Microbiome analysis can also be used to exclude hypothesis about a crime. For example, as the vaginal microbiome differs substantially from the microbiome on the skin or in the gut 10, determining the absence of vaginal or fecal microbiota can be crucial in sexual assault cases. The power of such exclusions—of course taking into account other reasons for its absence such as washing—is often underestimated since the focus is usually on finding matches.

These examples show that many types of validation are required before a novel technique (NGS) combined with novel trace evidence (the microbiome) can be applied to forensic casework. This is of course common for all techniques and traces and a standard aspect of development of applied forensic science. It should certainly not hold us back from using it, but it is prudent and necessary to analyze and balance limitations and benefits.

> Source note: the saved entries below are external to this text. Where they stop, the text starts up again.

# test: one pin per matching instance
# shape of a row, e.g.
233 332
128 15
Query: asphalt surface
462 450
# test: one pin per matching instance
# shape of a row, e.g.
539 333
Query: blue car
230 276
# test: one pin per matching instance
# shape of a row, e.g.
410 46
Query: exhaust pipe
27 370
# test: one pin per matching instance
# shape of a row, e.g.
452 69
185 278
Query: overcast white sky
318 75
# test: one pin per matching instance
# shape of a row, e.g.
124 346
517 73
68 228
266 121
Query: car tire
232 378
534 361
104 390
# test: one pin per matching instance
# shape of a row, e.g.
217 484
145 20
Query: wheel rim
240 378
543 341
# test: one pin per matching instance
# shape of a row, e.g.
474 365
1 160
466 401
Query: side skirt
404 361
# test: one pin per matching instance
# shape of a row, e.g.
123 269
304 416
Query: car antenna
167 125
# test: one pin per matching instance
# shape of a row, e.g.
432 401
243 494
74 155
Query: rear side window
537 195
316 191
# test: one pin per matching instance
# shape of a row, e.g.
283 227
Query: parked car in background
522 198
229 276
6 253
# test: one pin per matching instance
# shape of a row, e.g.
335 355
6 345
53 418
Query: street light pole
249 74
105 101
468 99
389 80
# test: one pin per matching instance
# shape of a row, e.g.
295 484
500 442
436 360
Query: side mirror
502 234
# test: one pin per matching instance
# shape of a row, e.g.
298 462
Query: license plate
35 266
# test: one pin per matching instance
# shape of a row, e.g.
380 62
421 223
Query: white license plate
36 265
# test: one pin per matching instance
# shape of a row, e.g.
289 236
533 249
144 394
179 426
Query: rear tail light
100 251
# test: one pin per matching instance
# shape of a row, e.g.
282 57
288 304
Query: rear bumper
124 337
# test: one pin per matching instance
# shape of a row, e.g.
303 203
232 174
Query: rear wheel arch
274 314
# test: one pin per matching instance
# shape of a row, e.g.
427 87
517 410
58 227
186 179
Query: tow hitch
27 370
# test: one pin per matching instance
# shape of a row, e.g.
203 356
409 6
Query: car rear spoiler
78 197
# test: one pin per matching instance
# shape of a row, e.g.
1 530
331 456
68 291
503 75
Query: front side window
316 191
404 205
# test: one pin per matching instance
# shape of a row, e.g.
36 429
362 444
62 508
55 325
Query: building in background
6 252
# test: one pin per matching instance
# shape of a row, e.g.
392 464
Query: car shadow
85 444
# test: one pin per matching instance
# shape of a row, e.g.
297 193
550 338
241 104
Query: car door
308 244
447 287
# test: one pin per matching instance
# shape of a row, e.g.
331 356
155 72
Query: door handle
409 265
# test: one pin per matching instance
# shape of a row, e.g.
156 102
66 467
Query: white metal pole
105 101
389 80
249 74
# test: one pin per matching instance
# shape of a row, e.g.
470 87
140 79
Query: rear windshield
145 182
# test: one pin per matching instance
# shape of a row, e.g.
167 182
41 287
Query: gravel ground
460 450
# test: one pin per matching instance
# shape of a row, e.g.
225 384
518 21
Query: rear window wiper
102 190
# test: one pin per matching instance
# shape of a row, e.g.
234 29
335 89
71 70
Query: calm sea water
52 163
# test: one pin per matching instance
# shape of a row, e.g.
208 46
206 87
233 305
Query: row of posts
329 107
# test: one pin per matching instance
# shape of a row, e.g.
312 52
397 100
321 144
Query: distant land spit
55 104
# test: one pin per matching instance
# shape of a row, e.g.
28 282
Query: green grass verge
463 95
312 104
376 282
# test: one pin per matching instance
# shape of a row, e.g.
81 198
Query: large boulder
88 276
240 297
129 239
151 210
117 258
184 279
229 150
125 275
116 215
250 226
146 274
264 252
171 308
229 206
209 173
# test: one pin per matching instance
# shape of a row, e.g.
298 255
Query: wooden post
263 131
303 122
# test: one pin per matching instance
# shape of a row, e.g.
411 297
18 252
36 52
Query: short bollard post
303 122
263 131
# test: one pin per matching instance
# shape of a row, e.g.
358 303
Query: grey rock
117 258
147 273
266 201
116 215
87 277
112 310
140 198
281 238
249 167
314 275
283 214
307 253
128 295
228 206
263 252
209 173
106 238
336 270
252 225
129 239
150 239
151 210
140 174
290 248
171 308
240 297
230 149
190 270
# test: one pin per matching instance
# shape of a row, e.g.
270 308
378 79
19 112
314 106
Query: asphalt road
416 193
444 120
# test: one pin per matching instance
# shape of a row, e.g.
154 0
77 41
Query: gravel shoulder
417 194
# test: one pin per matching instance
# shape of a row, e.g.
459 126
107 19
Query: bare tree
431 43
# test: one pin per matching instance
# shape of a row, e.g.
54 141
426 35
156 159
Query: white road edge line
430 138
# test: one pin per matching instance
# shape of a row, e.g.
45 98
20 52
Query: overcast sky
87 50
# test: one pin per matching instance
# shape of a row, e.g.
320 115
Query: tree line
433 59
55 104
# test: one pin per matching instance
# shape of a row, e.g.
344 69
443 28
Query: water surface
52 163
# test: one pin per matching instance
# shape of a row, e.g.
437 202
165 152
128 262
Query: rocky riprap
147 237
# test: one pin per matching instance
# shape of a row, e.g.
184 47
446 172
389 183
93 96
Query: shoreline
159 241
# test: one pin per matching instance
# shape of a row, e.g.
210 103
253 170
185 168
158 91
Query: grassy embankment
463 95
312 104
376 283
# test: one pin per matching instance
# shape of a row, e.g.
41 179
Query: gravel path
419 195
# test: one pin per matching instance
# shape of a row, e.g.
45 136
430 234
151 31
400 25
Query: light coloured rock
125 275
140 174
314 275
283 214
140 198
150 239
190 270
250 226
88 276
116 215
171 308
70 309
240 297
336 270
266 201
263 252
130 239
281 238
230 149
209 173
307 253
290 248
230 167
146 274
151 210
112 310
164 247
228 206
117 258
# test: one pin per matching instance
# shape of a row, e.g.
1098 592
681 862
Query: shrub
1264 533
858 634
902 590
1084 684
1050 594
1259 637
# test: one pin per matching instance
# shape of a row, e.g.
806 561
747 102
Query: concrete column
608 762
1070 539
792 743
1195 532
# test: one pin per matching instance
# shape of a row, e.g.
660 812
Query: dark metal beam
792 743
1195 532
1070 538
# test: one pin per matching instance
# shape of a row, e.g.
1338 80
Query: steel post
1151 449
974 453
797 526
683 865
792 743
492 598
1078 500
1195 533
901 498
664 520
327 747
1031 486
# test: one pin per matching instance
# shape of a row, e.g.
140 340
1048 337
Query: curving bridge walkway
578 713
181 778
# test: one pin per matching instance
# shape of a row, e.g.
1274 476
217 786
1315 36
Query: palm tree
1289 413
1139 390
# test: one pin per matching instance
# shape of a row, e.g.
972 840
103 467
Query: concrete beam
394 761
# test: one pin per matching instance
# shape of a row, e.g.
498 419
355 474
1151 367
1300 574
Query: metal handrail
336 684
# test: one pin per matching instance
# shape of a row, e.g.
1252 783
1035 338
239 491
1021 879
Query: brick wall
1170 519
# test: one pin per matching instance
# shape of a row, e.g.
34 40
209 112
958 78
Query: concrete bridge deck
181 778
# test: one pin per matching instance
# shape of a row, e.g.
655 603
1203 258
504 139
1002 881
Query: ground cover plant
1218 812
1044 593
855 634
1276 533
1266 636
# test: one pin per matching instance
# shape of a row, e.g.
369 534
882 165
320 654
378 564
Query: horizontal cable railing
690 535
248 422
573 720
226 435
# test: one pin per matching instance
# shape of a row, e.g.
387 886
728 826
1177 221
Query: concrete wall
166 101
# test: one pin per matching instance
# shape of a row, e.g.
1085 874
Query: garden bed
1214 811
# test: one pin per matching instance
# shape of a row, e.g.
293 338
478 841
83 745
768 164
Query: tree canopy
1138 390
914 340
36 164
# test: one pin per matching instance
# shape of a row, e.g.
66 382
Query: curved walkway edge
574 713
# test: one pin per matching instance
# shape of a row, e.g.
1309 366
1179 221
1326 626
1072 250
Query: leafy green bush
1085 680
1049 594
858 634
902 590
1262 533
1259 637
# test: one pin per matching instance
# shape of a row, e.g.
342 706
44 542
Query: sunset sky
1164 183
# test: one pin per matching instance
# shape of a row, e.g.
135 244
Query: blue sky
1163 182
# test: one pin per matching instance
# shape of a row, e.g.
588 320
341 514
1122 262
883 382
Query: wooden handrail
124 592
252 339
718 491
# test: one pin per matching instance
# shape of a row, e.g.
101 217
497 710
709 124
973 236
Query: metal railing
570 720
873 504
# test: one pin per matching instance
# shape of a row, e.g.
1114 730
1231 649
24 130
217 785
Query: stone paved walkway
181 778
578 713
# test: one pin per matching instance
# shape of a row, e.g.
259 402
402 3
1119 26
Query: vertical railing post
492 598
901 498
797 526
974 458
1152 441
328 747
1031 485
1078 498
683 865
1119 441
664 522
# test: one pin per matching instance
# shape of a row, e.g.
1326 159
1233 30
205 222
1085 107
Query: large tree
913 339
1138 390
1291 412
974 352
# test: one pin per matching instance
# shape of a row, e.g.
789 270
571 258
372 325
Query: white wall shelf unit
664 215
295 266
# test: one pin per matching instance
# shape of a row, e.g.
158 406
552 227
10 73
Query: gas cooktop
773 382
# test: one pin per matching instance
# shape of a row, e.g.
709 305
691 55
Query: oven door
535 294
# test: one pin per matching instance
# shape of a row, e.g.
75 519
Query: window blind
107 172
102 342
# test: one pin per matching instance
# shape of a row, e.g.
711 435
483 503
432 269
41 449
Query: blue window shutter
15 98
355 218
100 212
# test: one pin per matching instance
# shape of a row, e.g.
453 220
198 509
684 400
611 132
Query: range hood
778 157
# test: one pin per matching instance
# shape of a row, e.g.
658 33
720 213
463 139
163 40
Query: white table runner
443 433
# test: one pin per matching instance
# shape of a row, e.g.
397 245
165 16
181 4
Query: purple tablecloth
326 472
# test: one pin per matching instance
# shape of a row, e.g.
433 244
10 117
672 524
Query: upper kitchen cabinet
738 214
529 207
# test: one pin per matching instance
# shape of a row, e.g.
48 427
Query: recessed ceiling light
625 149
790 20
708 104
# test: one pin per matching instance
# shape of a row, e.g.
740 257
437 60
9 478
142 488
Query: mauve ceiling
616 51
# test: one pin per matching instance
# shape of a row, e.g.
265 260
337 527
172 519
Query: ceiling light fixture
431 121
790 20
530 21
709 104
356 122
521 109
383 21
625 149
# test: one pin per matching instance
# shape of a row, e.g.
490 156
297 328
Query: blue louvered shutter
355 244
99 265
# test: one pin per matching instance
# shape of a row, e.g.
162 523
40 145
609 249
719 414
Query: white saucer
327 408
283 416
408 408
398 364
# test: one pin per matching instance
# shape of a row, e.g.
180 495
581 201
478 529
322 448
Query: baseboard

The combination of criminalistics, microbiology, and technical expertise is needed to make microbiome analysis a valuable forensic tool. Exploring the possibilities and validating the methods, step by step, will clarify which questions can be reliably answered by the technique. It will surely take longer to reliably answer the question of whether the microbiome found on a suspect's hands can be linked to the microbes found on an item, rather than determining whether a stain on a crime scene comes from feces or from soil. The experts who apply microbial forensics in casework have a responsibility to address all the requirements discussed here and to acknowledge and clearly communicate its possibilities and limitations. The end‐users of forensic investigations—prosecutors, judges, and juries—must be informed accurately and in a transparent way so they can evaluate the results and make proper decisions.

Even though legal systems around the world require different standards of evidence, one generally accepted criterion for scientific evidence is the “Daubert standard”: the technique should be validated, peer‐reviewed, and generally accepted by the relevant scientific community. Defining the relevant community can however be challenging, especially when new techniques such as NGS and new types of trace evidence such as microbiomes are combined into new applications. Nonetheless, this does not stop us from discussing, exploring, challenging, and finally applying microbiome analysis in forensics. With time, the technique will hopefully answer ever more questions and help criminal investigators solve puzzling cases.

Conflict of interest

The author declares that she has no conflict of interest.